This document outlines the process for developing linear models to gapfill fisheries management index scores to use as a resilience layer for the 2019 global assessment.
The following data are used:
Fisheries Management Index data were first introduced in a 2017 paper by Melnychuk et al., Fisheries Management Impacts on Target Species Status. Scores range from 0-1 and rate management effectiveness of fisheries in distinct regions on a stock-by-stock basis. The scores are determined by expert surveys that characterize attributes of research, management, enforcement, and socioeconomic factors. The first survey was conducted in 2016 in 28 major fishing countries that collectively account for >80% of global catch. Another survey was performed in 2018 on 40 countries, the scores from which we are using for this OHI resilience layer.
Date retreived: 12 July 2019
Method: Data are not accessible in csv format from website, so points were manually entered into excel and saved as a csv (found in v2019/raw). Because FMI scores only exist for 40 out of the 220 OHI regions, we trained linear models using scores from the AO need layer (rescaled GDP per capita per person purchasing power), GDP per capita, World Governance Index (WGI), Social Progress Indicator (SPI), and UN georegion labels to determine which would be most effective for gapfilling the missing data. After comparing the models, we determined SPI and UN georegions to be the best predictors of FMI, and used these models to gapfill FMI scores for the remaining 80 regions. 20 of these regions remain NA as they are uninhabited.

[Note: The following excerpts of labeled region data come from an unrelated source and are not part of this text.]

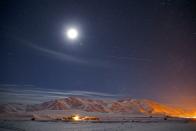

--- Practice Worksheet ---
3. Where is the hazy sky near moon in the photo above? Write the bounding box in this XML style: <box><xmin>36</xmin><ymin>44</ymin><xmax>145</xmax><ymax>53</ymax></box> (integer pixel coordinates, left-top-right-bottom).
<box><xmin>0</xmin><ymin>0</ymin><xmax>196</xmax><ymax>106</ymax></box>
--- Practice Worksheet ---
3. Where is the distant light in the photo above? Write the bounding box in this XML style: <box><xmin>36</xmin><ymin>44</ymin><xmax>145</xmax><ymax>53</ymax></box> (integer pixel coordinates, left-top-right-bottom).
<box><xmin>73</xmin><ymin>115</ymin><xmax>80</xmax><ymax>121</ymax></box>
<box><xmin>66</xmin><ymin>28</ymin><xmax>78</xmax><ymax>40</ymax></box>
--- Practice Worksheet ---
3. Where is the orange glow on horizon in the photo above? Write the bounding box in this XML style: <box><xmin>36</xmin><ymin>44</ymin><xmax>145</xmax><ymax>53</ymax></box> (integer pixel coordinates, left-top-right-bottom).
<box><xmin>72</xmin><ymin>115</ymin><xmax>81</xmax><ymax>121</ymax></box>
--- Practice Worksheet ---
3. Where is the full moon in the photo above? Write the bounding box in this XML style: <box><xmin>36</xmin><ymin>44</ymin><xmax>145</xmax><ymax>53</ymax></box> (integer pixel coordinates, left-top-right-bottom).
<box><xmin>66</xmin><ymin>28</ymin><xmax>78</xmax><ymax>40</ymax></box>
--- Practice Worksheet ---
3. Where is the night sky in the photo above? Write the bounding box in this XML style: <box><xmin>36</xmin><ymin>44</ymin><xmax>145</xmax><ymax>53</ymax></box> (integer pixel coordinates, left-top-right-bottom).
<box><xmin>0</xmin><ymin>0</ymin><xmax>196</xmax><ymax>106</ymax></box>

Note: These data were not updated for v2019 at the time of completing the FMI resilience layer.
Citation: http://www.socialprogress.org/
Stern, S., A. Wares and T. Epner. 2018. Social Progress Index: 2018 Methodology Report.
Source information: http://www.socialprogress.org/ –> Download Data
Date Downloaded: 9/21/2018
Time range: 2014-2018
Native data resolution: country scores
Format: Excel file
Description: Social Progress Index scores and components for countries.
UNgeorgn() loads a dataframe from common.R with UN geopolitical designations, and is commonly used in OHI to gapfill missing data. The distinct regions are derived from the United Nations Statistics Division. Each region is assigned four labels with increasing granularity/specificity: r0_label = World (1 level), r1_label = continental regions (7 levels: Oceania, Asia, Africa, Europe, Southern Islands, Latin America and the Caribbean, and Americas), r2_label = georegions (22 levels for subregions and intermediary regions).
These data have not been updated since 2013, so this is an entirely new method for establishing resilience values.
#library(devtools)
#devtools::install_github("ohi-science/ohicore@dev")
library(ohicore)
library(tidyverse)
library(stringr)
library(WDI) # for accessing World Bank data
library(here)
library(plotly)
library(psych) # for correlation testing
source('https://raw.githubusercontent.com/OHI-Science/ohiprep_v2019/gh-pages/workflow/R/common.R')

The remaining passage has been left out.